Not that that third-place finish has been that helpful for Yahoo. Looking at the main website, it's not hard to see why. It's fairly confusing, even outdated.
Mayer knew that when she took the company's top job in 2012 - she inherited a tangle of half-baked strategies from her predecessors and was charged with converting those half-steps into a turnaround.
There's no doubt that was a big challenge. But just looking at Yahoo's main website shows you that Mayer hasn't managed to pick a strategy either.
Top billing goes to Yahoo's own daily news operation, but the bulk of the page is devoted to stories from other places. And there's also no sense of prioritization. The premium content Mayer ponied up big money for - Katie Couric's reports, David Pogue's reviews and stories from its admirable sports staff - are shuffled to the side, in a spot that would normally house an ad you were trying to ignore. That makes them seem less important than the stories Yahoo is picking up from other sites.
The same is true of content from Yahoo Screen, the video service that was briefly in the spotlight for signing splashy deals, such as the back catalog of "Saturday Night Live" and an effort to revive the sitcom "Community." Yahoo Screen eventually had to take a $42 million (roughly Rs. 280 crores) write-down after the show fizzled - in part, some analysts say, to poor promotion.
Media, of course, is only one part of Yahoo's focus. But its main page certainly doesn't make that clear. Other high-profile product acquisitions aren't anywhere on the page. There are no highlights from or links to Tumblr, which Mayer bought for about $1 billion. There are no top news summaries from Summly. There are no hot items to watch from Polyvore. On mobile devices, which were ostensibly going to be a focus for Mayer, there's even less indication that Yahoo does anything but aggregate news stories.

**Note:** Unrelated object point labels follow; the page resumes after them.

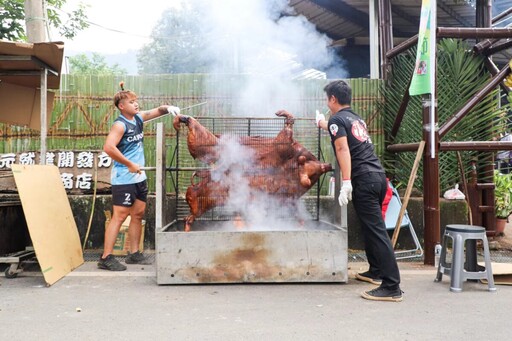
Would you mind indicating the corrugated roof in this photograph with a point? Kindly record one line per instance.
(349, 19)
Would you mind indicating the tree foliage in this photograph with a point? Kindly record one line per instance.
(96, 65)
(177, 44)
(12, 19)
(460, 74)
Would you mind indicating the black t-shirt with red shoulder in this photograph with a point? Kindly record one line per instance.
(347, 123)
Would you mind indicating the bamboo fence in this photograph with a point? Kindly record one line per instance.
(84, 111)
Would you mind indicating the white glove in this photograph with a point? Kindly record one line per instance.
(173, 110)
(319, 117)
(345, 192)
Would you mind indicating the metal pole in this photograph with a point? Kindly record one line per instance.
(431, 212)
(160, 187)
(374, 39)
(44, 79)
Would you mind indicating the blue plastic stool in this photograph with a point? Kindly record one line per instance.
(456, 270)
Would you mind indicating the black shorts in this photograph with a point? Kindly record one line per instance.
(125, 195)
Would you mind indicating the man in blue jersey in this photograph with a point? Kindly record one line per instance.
(364, 182)
(124, 144)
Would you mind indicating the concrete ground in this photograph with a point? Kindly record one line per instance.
(92, 304)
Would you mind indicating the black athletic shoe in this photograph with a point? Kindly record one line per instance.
(137, 258)
(111, 263)
(368, 277)
(383, 294)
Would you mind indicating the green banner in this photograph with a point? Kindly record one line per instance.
(420, 83)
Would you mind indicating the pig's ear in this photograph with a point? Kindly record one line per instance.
(305, 181)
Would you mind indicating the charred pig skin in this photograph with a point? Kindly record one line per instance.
(280, 167)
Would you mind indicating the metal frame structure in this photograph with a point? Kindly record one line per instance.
(314, 253)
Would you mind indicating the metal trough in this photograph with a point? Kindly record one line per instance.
(316, 252)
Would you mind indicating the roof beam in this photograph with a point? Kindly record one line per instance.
(345, 11)
(451, 12)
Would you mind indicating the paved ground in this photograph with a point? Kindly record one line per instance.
(91, 304)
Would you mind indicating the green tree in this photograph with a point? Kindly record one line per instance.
(96, 65)
(12, 19)
(177, 44)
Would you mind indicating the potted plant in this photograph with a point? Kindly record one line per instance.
(502, 199)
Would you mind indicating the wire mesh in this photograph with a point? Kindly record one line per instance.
(257, 136)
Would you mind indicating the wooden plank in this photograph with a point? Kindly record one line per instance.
(49, 219)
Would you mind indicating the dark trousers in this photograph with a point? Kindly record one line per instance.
(368, 194)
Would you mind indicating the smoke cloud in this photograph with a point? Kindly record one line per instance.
(257, 209)
(267, 42)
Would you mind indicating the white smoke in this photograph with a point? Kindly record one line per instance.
(256, 38)
(256, 208)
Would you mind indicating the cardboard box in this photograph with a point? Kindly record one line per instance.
(122, 244)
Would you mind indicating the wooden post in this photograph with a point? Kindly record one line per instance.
(34, 19)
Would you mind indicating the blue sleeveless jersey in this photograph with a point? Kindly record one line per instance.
(132, 147)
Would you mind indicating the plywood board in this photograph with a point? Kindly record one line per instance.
(49, 219)
(22, 105)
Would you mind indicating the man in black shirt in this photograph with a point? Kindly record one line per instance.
(364, 182)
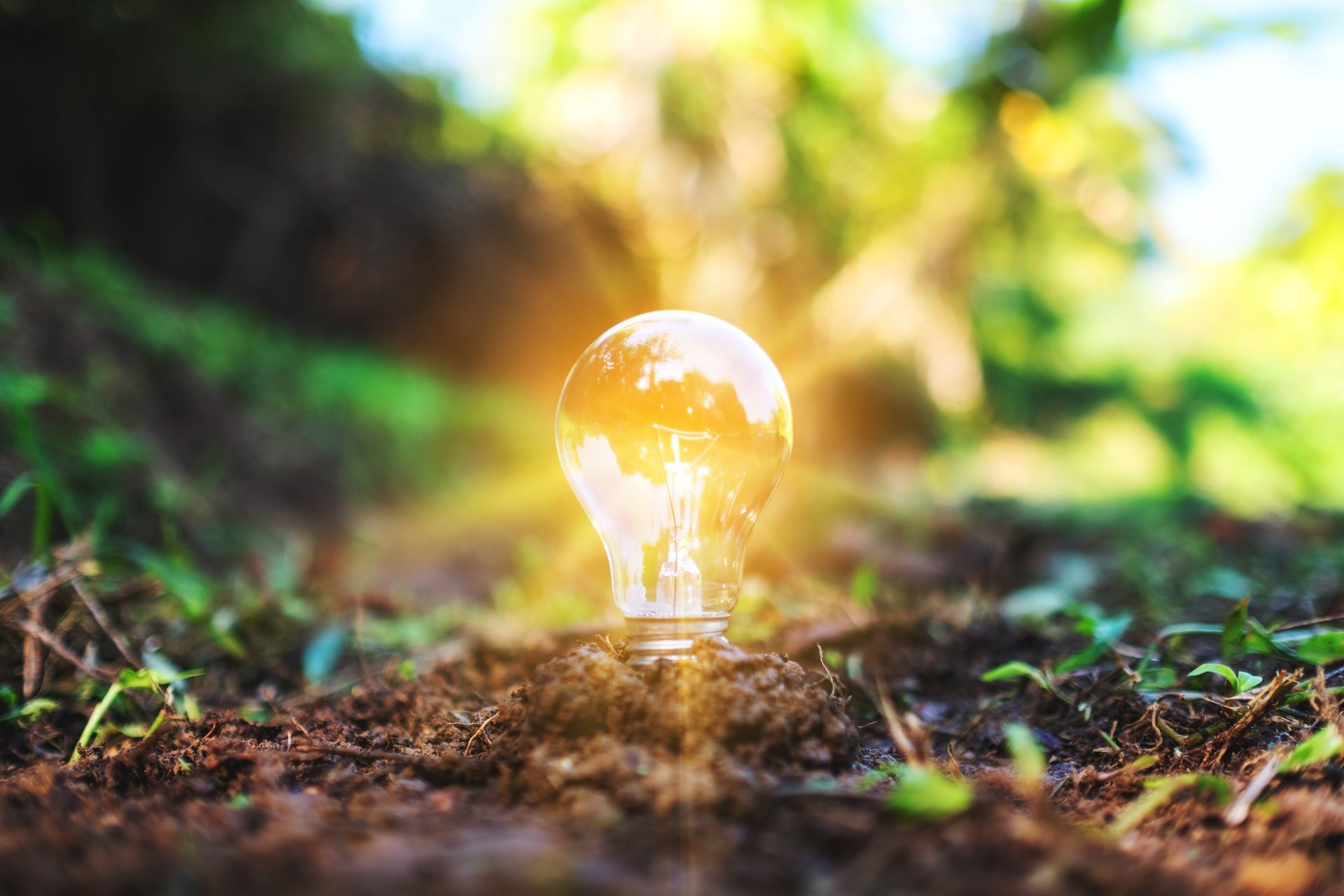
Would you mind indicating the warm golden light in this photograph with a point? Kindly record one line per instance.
(673, 430)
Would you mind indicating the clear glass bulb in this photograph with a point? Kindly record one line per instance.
(673, 430)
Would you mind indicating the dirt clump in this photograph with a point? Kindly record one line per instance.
(604, 736)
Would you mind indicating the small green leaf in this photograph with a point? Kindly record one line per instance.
(863, 589)
(29, 713)
(1322, 746)
(1027, 755)
(1105, 631)
(1234, 630)
(925, 794)
(15, 491)
(1323, 648)
(1158, 679)
(323, 652)
(1163, 792)
(1245, 681)
(1219, 669)
(1016, 669)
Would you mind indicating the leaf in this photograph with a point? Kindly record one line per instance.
(1189, 628)
(15, 491)
(1158, 679)
(1219, 669)
(1234, 630)
(1323, 648)
(1016, 669)
(1324, 745)
(1105, 631)
(863, 589)
(1161, 793)
(152, 679)
(30, 711)
(1245, 681)
(925, 794)
(1027, 755)
(323, 652)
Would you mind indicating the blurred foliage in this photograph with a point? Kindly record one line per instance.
(955, 270)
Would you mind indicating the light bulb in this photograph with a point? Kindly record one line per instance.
(673, 430)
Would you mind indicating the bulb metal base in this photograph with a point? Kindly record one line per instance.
(652, 638)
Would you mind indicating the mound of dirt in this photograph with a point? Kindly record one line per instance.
(601, 735)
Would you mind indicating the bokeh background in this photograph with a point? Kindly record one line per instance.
(289, 289)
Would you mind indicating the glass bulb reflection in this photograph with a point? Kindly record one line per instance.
(673, 430)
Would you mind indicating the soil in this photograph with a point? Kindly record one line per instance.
(564, 770)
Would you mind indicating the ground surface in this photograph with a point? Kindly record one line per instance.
(742, 773)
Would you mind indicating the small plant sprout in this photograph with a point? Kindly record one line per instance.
(1240, 681)
(132, 680)
(1028, 760)
(926, 794)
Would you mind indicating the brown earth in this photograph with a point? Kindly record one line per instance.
(741, 773)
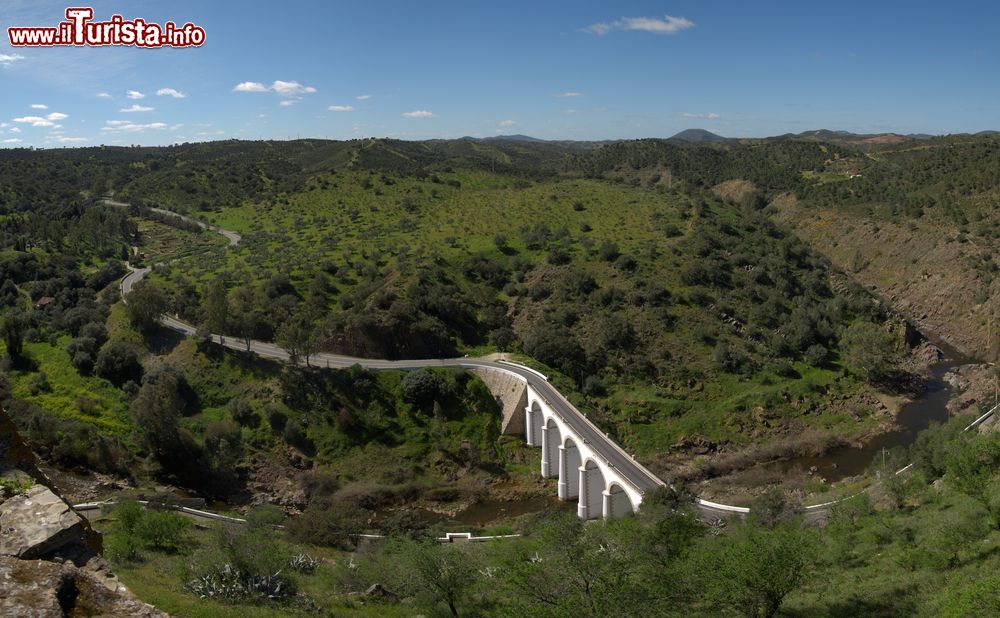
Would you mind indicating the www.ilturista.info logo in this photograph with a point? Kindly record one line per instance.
(80, 30)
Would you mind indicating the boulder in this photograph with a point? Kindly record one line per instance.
(37, 523)
(38, 588)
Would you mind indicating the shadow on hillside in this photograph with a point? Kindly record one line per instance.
(898, 603)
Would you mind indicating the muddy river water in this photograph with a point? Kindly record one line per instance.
(914, 417)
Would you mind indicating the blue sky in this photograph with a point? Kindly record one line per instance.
(554, 70)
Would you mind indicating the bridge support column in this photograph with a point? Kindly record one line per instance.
(582, 507)
(529, 425)
(546, 464)
(569, 487)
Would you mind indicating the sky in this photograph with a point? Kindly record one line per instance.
(580, 70)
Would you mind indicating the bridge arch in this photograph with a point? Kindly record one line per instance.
(551, 440)
(592, 484)
(569, 465)
(616, 502)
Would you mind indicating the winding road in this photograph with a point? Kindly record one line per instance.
(634, 473)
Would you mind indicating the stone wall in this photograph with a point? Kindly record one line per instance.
(512, 395)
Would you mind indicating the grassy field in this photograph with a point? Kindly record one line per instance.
(66, 393)
(355, 226)
(159, 578)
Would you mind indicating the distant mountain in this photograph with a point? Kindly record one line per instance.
(698, 136)
(846, 137)
(512, 138)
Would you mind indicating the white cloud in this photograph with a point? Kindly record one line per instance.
(38, 121)
(250, 87)
(667, 25)
(287, 89)
(131, 127)
(170, 92)
(283, 88)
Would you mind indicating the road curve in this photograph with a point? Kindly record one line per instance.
(634, 473)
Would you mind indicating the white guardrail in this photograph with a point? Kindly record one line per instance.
(449, 537)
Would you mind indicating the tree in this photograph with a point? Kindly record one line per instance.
(435, 575)
(870, 347)
(243, 313)
(145, 305)
(423, 386)
(216, 308)
(157, 410)
(118, 363)
(13, 333)
(753, 570)
(298, 335)
(567, 568)
(330, 521)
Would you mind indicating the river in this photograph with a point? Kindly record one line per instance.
(914, 417)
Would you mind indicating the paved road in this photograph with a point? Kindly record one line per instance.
(616, 457)
(233, 238)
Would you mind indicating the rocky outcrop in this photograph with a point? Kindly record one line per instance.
(39, 588)
(50, 563)
(37, 523)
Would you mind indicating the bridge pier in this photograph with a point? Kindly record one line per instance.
(546, 464)
(583, 507)
(569, 479)
(591, 489)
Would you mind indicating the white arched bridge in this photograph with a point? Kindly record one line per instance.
(591, 468)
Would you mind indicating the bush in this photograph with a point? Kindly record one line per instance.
(330, 521)
(241, 411)
(423, 387)
(265, 516)
(244, 564)
(276, 418)
(163, 531)
(816, 355)
(119, 363)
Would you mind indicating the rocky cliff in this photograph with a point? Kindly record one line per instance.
(50, 562)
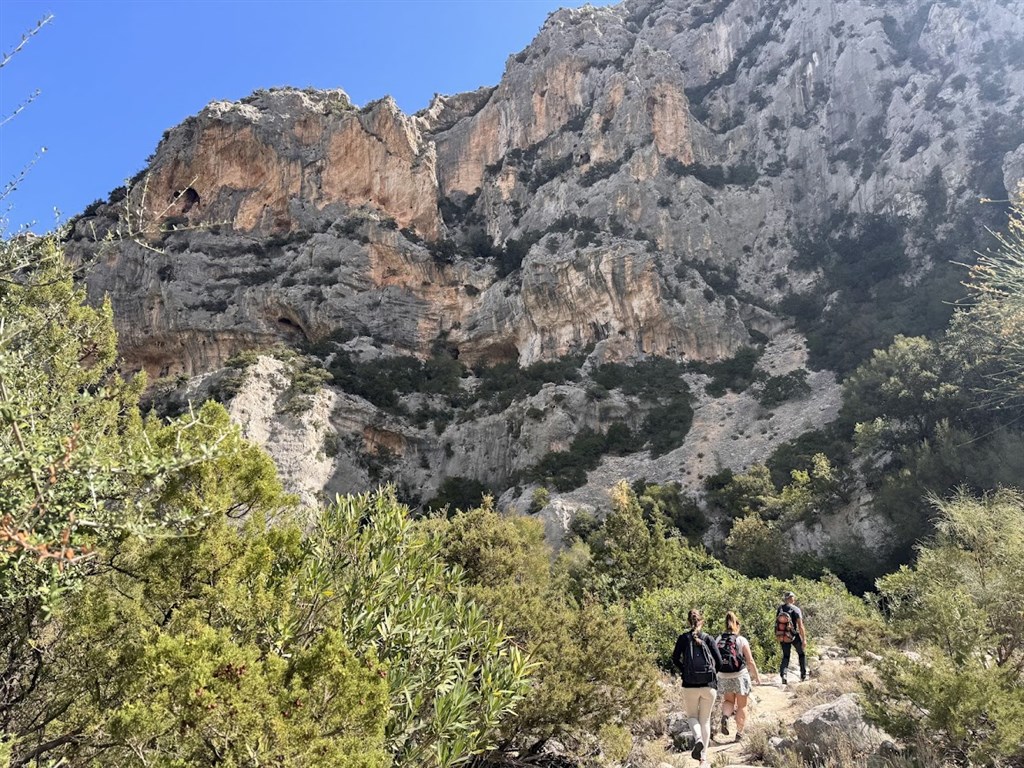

The site, in other words, could do with a makeover that extends beyond a new logo. It, like Yahoo itself, needs focus - rather than more half-steps.
To her credit, Mayer's Yahoo has tried to make some bold changes that have been met with some resistance - and possibly made the company shy about rolling out broader changes. For example, when Mayer shut down the early web-hosting service Geocities, there was a lot of outcry despite the fact that most people hadn't thought about the service for the better part of a decade. A graphically beautiful redesign of Yahoo Mail faced its own backlash, as users reported lost e-mails and general confusion about the layout.
I should also say there are two products from Yahoo that I use regularly and like a lot, and both are part of Mayer's effort to champion mobile early in her tenure. Those are Aviate, the company's app launcher for Android, and News Digest, which uses Summly's technology. Both are products of acquisitions Mayer made early in her tenure.
As standalone products, they've been great. In fact, a lot of Yahoo's standalone app products work well, such as Yahoo Weather, Yahoo Mail, even a revamped Yahoo Messenger released on the same day the rumors of a spin-off started. Again, however, you could argue that's putting effort into parts of the digital world that already have their champions. A new version of Yahoo Messenger isn't exactly going to send anyone's heart a-racing, and chances are most people have their messaging app of choice - one that their friends are already using.
Which brings us back to the main problem: Yahoo doesn't mean anything to most consumers nowadays. To find its true path, the company needs a niche, or at least a way of doing things that no one else is owning right now. It needs to find its verb.